The Philosophy of (Erotic) Love
Edited by Robert C. Solomon and Kathleen Higgins
Foreword by Arthur C. Danto
xii, 524 pages, 6 x 9
Cloth ISBN 978-0-7006-0479-1, $45.00
Paper ISBN 978-0-7006-0480-7, $17.95
Stand still, and
I will read to thee
A lecture, Love, in love's philosophy.
--John Donne
What does philosophy know of love? From Plato on, philosophers
have struggled to pin love to the dissecting table and view it
in the cold light of logic. Yet, as Arthur Danto writes in the
foreword to this volume, "how incorrigibly stiff philosophy
is when it undertakes to lay its icy fingers on the frilled and
beating wings of the butterfly of love."
Love, elusive and philosophically intractable as it is, has
long fascinated philosophers. In this collection of classic and
modern writings on the topic of erotic love, Robert Solomon and
Kathleen Higgins have chosen excerpts from the great philosophical
texts and combined them with the most exciting new work of philosophers
writing today.
The result is a broadly conceived, comprehensive, and important
work, nearly as stimulating and provocative as love itself. It
examines the mysteries of erotic love from a variety of philosophical
perspectives and provides an impressive display of the wisdom
that the world's best thinkers have brought, and continue to
bring, to the study of love.
In the end one loves one's desire and not what is desired.--Friedrich
Nietzsche
Free love? As if love is anything but free!--Emma Goldman
I know of no more frequently cited word than love . . . Shouldn't
this support the suspicion, along with rump-shaped hearts on
bumper stickers . . . that in our language there may be no more
bankrupt a word? Still these days bankruptcy does not prevent
one from continuing to do very profitable business.--William
Gass
Love is a kind of war, and no assignment for cowards.--Ovid
Every man carries within him the eternal image of woman .

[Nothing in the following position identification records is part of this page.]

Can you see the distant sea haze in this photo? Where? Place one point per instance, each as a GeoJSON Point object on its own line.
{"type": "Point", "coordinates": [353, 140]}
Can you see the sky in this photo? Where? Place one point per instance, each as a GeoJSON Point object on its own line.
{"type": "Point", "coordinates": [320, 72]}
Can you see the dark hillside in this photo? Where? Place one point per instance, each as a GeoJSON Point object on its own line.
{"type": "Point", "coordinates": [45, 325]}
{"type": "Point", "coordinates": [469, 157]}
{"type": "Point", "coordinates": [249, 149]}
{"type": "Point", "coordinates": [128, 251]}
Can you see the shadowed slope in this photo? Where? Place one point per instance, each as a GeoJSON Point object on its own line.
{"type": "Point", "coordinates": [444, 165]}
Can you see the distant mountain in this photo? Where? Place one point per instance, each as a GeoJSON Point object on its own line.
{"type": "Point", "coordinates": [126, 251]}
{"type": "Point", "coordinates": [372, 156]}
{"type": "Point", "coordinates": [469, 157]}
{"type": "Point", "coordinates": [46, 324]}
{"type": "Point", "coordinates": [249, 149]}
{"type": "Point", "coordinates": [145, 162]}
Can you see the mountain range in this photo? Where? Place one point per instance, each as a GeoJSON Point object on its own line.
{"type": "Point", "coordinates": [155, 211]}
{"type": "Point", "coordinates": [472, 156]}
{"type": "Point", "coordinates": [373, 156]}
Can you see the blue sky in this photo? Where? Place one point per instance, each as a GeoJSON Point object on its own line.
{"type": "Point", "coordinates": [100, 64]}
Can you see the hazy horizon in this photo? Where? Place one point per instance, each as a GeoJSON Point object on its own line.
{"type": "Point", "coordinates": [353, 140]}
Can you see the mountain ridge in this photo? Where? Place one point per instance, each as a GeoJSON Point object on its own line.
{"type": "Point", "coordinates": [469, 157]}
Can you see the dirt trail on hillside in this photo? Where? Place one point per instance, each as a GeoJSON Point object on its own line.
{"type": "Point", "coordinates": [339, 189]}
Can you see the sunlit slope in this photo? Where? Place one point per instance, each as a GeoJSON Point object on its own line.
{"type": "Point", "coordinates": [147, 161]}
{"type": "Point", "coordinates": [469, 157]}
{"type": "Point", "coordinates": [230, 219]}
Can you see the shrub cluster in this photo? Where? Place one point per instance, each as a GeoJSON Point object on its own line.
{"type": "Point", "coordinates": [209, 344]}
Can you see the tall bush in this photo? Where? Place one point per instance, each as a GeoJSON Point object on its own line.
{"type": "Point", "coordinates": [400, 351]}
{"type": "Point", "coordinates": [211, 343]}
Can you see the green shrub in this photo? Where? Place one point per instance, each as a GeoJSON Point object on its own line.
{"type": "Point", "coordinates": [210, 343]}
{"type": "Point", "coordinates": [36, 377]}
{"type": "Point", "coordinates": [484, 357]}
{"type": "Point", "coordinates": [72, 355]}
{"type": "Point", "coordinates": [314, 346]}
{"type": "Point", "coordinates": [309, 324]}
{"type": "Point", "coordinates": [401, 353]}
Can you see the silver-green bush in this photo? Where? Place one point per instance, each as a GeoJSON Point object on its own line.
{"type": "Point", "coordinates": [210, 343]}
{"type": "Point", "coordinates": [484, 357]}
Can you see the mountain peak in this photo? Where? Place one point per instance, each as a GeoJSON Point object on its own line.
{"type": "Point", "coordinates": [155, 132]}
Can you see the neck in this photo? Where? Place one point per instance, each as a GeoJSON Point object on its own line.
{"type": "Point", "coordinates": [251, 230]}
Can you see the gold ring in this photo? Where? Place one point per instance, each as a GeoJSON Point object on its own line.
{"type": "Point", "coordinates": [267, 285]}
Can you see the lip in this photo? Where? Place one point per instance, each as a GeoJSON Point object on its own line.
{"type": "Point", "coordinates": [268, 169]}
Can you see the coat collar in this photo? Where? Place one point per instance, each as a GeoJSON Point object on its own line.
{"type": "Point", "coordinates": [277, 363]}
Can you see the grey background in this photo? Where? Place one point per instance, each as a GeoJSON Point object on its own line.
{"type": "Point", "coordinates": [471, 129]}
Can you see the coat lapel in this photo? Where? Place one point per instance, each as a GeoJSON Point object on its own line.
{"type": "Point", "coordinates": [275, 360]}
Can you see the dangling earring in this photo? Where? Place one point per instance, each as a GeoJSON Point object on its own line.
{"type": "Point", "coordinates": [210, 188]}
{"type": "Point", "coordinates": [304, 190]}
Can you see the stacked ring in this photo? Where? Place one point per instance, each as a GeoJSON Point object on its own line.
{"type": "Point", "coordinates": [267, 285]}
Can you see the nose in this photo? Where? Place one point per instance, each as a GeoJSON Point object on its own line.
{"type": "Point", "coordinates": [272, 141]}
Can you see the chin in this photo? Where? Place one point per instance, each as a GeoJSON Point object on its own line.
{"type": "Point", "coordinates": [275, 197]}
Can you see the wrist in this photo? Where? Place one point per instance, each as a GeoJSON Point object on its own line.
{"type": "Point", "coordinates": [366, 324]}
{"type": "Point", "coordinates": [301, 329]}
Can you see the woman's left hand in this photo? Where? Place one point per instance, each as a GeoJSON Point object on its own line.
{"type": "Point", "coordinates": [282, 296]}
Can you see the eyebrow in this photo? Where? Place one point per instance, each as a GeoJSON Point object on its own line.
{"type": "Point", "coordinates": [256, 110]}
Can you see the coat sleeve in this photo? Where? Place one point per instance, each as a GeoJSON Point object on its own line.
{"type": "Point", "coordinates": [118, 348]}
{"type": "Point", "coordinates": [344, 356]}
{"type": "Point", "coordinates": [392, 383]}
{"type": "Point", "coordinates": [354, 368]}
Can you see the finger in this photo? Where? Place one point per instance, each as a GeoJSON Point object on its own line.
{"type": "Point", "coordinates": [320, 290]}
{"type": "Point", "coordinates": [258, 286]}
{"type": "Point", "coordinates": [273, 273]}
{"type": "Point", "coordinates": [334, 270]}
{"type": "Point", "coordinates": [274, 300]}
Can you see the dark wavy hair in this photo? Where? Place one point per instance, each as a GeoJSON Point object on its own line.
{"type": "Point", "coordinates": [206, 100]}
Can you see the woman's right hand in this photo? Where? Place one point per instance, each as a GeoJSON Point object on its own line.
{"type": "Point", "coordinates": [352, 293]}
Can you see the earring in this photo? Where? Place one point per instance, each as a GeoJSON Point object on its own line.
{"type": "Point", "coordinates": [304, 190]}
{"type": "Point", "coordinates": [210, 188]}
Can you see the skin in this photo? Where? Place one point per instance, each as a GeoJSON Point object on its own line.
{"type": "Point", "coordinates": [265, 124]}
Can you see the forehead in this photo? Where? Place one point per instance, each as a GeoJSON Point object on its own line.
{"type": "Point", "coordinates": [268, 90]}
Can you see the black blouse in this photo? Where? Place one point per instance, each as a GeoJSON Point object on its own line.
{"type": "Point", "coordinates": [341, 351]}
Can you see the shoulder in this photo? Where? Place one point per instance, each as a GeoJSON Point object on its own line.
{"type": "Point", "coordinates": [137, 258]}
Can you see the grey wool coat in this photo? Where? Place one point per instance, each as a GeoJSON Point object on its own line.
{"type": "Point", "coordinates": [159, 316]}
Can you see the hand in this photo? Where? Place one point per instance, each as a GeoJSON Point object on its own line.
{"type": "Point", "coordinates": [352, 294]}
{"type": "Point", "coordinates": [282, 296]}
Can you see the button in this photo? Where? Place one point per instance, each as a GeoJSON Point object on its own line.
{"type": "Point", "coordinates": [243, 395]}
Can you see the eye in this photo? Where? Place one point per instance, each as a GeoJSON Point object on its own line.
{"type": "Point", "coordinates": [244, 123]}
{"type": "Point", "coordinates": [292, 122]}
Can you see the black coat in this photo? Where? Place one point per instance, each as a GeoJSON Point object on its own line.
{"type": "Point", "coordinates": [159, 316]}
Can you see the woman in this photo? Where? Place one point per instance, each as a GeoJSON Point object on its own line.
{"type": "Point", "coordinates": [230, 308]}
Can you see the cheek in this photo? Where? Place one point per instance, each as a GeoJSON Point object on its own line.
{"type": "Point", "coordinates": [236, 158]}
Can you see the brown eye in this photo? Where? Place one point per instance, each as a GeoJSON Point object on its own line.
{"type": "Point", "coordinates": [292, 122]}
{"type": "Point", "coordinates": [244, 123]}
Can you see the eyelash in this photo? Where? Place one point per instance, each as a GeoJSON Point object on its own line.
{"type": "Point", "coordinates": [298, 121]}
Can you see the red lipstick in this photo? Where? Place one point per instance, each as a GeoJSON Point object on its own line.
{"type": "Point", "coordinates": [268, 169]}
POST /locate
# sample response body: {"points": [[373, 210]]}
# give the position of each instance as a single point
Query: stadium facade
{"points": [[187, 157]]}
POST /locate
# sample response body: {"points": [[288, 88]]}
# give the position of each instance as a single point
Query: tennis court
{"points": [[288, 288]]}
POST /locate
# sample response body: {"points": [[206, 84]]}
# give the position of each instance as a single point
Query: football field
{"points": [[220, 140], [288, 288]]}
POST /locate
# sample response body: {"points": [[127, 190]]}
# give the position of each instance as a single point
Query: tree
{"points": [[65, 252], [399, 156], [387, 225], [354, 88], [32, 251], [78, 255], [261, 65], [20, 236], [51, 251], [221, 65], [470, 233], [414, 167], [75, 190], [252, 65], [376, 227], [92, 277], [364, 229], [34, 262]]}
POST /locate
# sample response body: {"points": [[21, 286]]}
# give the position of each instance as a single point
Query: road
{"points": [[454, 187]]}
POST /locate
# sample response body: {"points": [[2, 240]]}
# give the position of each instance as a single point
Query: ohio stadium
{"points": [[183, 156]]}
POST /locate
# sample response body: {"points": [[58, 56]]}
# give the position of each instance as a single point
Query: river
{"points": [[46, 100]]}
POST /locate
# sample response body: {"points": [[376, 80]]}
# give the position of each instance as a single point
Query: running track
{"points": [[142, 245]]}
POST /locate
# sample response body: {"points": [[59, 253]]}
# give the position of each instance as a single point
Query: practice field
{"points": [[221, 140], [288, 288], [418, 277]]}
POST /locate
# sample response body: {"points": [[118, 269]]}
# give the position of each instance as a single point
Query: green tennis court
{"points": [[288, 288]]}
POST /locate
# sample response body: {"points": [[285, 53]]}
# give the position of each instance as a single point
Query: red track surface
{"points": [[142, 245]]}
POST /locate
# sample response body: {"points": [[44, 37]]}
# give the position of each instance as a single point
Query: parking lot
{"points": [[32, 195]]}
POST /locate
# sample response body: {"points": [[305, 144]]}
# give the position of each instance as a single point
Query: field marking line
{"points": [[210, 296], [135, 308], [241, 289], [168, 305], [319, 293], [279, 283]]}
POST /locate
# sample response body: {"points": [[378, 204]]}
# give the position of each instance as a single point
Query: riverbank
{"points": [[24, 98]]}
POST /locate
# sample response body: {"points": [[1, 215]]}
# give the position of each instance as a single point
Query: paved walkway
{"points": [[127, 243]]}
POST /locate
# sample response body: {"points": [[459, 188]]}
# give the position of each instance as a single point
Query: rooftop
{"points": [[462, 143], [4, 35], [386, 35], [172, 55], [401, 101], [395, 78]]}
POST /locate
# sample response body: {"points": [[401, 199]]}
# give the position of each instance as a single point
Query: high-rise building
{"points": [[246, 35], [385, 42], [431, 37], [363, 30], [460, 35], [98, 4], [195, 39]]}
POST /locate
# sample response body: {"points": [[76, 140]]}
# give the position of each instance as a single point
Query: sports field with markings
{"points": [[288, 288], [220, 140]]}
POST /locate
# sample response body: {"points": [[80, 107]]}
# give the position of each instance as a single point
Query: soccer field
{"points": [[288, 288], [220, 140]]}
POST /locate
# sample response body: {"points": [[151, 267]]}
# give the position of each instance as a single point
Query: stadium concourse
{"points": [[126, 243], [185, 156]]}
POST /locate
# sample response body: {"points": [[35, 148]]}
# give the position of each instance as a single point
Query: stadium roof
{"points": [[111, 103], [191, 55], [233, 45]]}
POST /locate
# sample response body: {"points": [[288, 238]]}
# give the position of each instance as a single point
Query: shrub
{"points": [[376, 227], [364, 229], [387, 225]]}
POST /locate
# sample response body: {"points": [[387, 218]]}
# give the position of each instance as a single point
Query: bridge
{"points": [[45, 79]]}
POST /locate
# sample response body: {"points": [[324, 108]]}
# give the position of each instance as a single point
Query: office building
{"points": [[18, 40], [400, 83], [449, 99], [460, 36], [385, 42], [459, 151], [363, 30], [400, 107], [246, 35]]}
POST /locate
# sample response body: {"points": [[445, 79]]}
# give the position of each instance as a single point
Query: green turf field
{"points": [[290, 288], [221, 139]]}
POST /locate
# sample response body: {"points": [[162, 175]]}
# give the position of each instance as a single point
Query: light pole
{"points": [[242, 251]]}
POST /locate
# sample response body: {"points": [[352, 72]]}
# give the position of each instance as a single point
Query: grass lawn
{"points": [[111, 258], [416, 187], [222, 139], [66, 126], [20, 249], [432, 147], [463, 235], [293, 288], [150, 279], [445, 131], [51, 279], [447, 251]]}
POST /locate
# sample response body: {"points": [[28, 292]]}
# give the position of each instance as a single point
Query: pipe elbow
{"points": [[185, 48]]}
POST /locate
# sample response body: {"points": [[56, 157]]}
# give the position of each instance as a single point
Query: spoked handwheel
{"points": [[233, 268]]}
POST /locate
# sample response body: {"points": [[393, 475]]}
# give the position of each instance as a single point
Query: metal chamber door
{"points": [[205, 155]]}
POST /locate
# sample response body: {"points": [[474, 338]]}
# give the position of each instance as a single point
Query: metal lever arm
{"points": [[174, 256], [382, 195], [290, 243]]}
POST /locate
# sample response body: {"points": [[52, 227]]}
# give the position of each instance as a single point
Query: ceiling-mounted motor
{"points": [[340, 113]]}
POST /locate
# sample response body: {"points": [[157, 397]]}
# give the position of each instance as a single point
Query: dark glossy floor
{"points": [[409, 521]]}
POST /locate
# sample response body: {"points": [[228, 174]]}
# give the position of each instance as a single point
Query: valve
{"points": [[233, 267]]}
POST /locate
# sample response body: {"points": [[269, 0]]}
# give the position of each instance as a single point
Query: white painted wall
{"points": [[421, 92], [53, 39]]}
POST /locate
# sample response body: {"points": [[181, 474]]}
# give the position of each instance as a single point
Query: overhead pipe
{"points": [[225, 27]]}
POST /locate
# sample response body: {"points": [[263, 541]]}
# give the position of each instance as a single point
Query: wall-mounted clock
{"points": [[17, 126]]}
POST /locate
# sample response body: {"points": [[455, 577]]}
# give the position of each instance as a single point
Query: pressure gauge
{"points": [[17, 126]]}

. . Even if no woman existed, it would still be possible to deduce
from this unconscious image exactly how a woman would have to
be constituted physically.--Carl Jung
Love as a virtue? The passion that makes fools of us all and
has led to the demise of Anthony, Cleopatra, young Romeo, Juliet
and King Kong? Love is nice but it is not a virtue. Maybe it
is not even nice.--Robert C. Solomon
Contributions from: Plato, Sappho, Theano, Ovid, Heloise
and Abelard, Andreas Capellanus, William Shakespeare, John Milton,
Baruch Spinoza, Jean-Jacques Rousseau, G.W.F. Hegel, Arthur Schopenhauer,
Stendhal, Friedrich Nietzsche, Sigmund Freud, Carol Jung, Karen
Horney, D. H. Lawrence, Emma Goldmann, Jean-Paul Sartre, Simone
deBeauvoir, Philip Slater, Shulamith Firestone, Irving Singer,
Martha Nussbaum, Jerome Neu, Louis Mackey, Amelie Rorty, Elizabeth
Rapaport, Kathryn Pauly Morgan, Robert Nozick, Annette Baier,
William Gass, Larry Thomas, Ronald de Sousa, Robert C. Solomon.
"Stunning! This brilliant interdisciplinary collection
is as provocative, enchanting, and richly rewarding as its topic.
Unrivaled in scope and richness, blending classic and contemporary
readings on love, here is a wellspring of insights-for scholars,
students, and general readers alike."--Mike W. Martin,
author of Self-Deception and Morality
ROBERT C. SOLOMON is Quincy Lee Centennial Professor
of Philosophy at the University of Texas at Austin. Among his
most important publications are Love: Emotion, Myth, and Metaphor;
About Love: Reinventing Romance for Our Times; and The
Passions.
KATHLEEN M. HIGGINS is associate professor of philosophy
at the University of Texas at Austin and the author of The
Music of Our Lives and Nietzsche's Zarathustra.